Trop fade parce que sous ces ingrédients surabondants, les deux intrigues retombent comme des soufflés oubliés par le cuistot. Les habitués des polars auront reniflé à dix lieues à la ronde le tueur de prostituées à peu près dès l'instant où le personnage en question apparaît dans le roman. Quand au mystère de la maison Aranda, qui donne son titre au livre, il est vraisemblable dans ses raisons mais invraisemblable dans sa mise en œuvre.
Et Jerónimo Tristante me fait le coup de ce que je déteste par-dessus tout dans les romans policiers : le chapitre où l'enquêteur explique par le menu son raisonnement, les indices trouvés et la façon dont ils s'emboîtent dans le puzzle que lui seul avait la lucidité pour le comprendre, le tout renforcé par la confession, par le menu également, du coupable qui explique tout ce que le lecteur n'avait pas pu apprendre dans les 300 pages précédentes et dont l'enquêteur lui-même n'avait qu'une confuse idée.

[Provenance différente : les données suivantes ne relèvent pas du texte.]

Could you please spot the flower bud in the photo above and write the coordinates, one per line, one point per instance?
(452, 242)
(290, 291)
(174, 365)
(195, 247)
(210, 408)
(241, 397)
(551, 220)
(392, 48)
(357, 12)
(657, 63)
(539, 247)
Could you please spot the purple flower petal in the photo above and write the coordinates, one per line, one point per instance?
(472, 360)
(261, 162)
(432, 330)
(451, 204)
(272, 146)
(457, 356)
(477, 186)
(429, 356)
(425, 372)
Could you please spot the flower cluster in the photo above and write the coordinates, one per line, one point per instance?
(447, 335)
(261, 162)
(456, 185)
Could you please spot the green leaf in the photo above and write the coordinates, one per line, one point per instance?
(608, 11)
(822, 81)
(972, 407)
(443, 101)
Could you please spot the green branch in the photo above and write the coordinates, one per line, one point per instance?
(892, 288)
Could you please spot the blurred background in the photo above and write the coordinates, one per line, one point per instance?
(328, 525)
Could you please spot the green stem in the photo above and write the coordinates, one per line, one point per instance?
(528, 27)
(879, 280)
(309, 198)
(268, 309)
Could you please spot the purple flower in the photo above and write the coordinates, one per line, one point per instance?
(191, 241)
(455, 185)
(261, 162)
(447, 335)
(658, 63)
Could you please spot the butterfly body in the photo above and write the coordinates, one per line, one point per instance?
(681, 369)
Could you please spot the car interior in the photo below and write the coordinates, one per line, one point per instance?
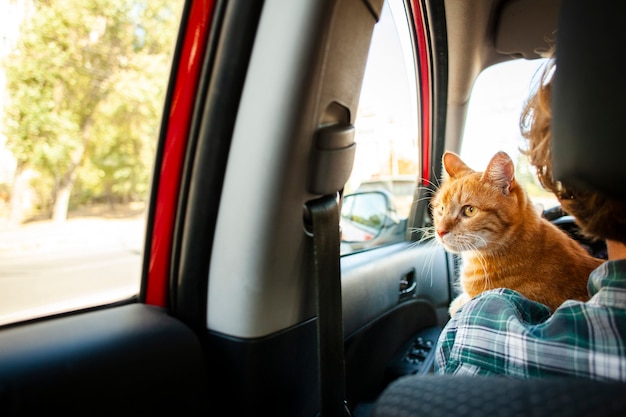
(248, 303)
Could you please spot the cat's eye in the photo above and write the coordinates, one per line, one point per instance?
(469, 211)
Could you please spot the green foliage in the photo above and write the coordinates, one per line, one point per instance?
(86, 84)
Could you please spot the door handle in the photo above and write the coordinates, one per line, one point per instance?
(408, 283)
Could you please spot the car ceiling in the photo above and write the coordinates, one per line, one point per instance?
(481, 33)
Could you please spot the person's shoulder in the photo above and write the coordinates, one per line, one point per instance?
(502, 304)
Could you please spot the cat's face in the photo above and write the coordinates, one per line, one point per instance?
(473, 210)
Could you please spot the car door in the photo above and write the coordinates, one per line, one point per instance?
(225, 315)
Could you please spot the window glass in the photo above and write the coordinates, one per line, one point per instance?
(386, 160)
(82, 85)
(496, 103)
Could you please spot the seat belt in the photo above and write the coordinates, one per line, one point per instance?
(324, 216)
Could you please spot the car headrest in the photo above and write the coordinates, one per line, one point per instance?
(589, 97)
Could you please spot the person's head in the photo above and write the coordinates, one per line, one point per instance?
(597, 215)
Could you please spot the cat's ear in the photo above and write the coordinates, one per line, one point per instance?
(500, 171)
(453, 166)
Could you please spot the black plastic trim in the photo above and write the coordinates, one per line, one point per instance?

En résumé, en dehors de ce cadre madrilène qui peut dépayser les lecteurs français, ce
Mystère de la maison Aranda n'a rien que de très classique. Les amateurs de pâtisserie à la crème lourde et de chapitre final « spécial révélations » apprécieront peut-être l'ensemble. De mon côté, je me suis préparé une tisane digestive, en espérant faire meilleure pioche la prochaine fois que ma main empoignera un polar sur un rayon de libraire.